I’ve never been a vegetarian who claims he doesn’t miss certain food. I used to love buffalo chicken dip; what’s a Superbowl party without it? This year I finally got fed up with being dip-less and decided to make my own.
Too often the impulse for making meat-free dishes is to reach for something with tofu or the name “fak’n” in front of it. Beans are a great substitute that are also cheap, tasty, and something everyone can recognize.

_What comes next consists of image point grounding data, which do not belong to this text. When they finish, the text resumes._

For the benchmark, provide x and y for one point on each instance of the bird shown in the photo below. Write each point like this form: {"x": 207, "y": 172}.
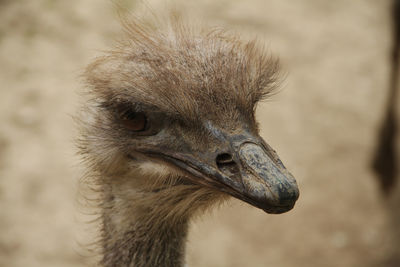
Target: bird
{"x": 168, "y": 131}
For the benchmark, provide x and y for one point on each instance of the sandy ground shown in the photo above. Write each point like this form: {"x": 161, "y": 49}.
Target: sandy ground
{"x": 323, "y": 124}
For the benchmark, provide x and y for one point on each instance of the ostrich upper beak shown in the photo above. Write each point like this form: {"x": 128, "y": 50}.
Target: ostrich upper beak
{"x": 243, "y": 166}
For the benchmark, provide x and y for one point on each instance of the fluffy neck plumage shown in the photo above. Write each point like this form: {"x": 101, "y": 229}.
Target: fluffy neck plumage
{"x": 144, "y": 227}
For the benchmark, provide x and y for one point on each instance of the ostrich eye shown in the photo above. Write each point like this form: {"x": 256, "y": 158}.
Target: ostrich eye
{"x": 134, "y": 121}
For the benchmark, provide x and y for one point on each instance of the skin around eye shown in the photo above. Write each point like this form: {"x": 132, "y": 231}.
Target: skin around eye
{"x": 134, "y": 121}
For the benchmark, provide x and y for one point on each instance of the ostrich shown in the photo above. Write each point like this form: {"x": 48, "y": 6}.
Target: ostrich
{"x": 169, "y": 130}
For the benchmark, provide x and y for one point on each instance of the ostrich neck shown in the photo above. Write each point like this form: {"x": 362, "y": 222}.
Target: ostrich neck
{"x": 137, "y": 234}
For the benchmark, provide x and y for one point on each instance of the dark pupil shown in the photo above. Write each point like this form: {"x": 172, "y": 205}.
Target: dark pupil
{"x": 134, "y": 121}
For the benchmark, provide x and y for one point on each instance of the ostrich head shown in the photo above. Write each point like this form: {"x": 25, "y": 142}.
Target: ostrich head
{"x": 171, "y": 114}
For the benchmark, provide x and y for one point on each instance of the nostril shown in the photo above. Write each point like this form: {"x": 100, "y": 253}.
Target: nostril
{"x": 224, "y": 158}
{"x": 227, "y": 165}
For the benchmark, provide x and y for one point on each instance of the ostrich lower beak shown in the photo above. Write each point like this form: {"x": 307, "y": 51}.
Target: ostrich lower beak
{"x": 250, "y": 171}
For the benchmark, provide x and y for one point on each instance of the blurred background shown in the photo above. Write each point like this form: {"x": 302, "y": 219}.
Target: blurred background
{"x": 324, "y": 124}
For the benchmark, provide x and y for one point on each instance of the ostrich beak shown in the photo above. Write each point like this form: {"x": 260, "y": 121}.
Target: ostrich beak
{"x": 243, "y": 166}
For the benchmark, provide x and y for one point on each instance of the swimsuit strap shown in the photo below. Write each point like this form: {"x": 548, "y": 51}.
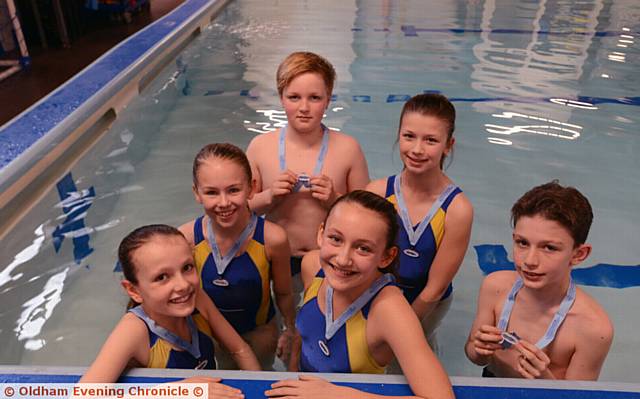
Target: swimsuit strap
{"x": 321, "y": 155}
{"x": 223, "y": 261}
{"x": 558, "y": 318}
{"x": 331, "y": 326}
{"x": 193, "y": 347}
{"x": 414, "y": 235}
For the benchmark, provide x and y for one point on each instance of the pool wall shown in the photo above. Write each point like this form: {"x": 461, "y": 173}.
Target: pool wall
{"x": 42, "y": 143}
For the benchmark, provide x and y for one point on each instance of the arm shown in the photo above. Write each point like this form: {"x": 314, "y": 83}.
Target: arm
{"x": 457, "y": 230}
{"x": 591, "y": 350}
{"x": 358, "y": 176}
{"x": 266, "y": 197}
{"x": 484, "y": 336}
{"x": 224, "y": 333}
{"x": 278, "y": 253}
{"x": 128, "y": 341}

To lighten this dip up slightly you can use a reduced fat cream cheese instead of full-fat. I would avoid fat-free because the taste and texture would be off. Similarly you can swap in reduced fat cheese as well.
Vegetarian Buffalo Chicken Dip
Prep time: 10 minutes
Cook time: 25 minutes
Ingredients(Serves 8-12 people):
- 8oz cream cheese
- 1/2 cup hot sauce
- 8oz shredded cheddar or Mexican-blend cheese, divided
- 1 15oz can white beans, rinsed and drained
- Preheat your oven to 350 degrees.
- In a large bowl, beat together the hot sauce, cream cheese, and 6 ounces(about 1 1/2 cups) of shredded until mixed.
- Fold in the beans, adding a little bit of water if necessary until fully incorporated.
- Scoop the dip into an oven-safe bowl and spread out the remaining cheese on top to cover it.
- Bake for 20-25 minutes until the cheese begins to brown and the center is hot.
- Remove from the oven and serve hot with crudité and nachos.
You will not miss the chicken; I swear it.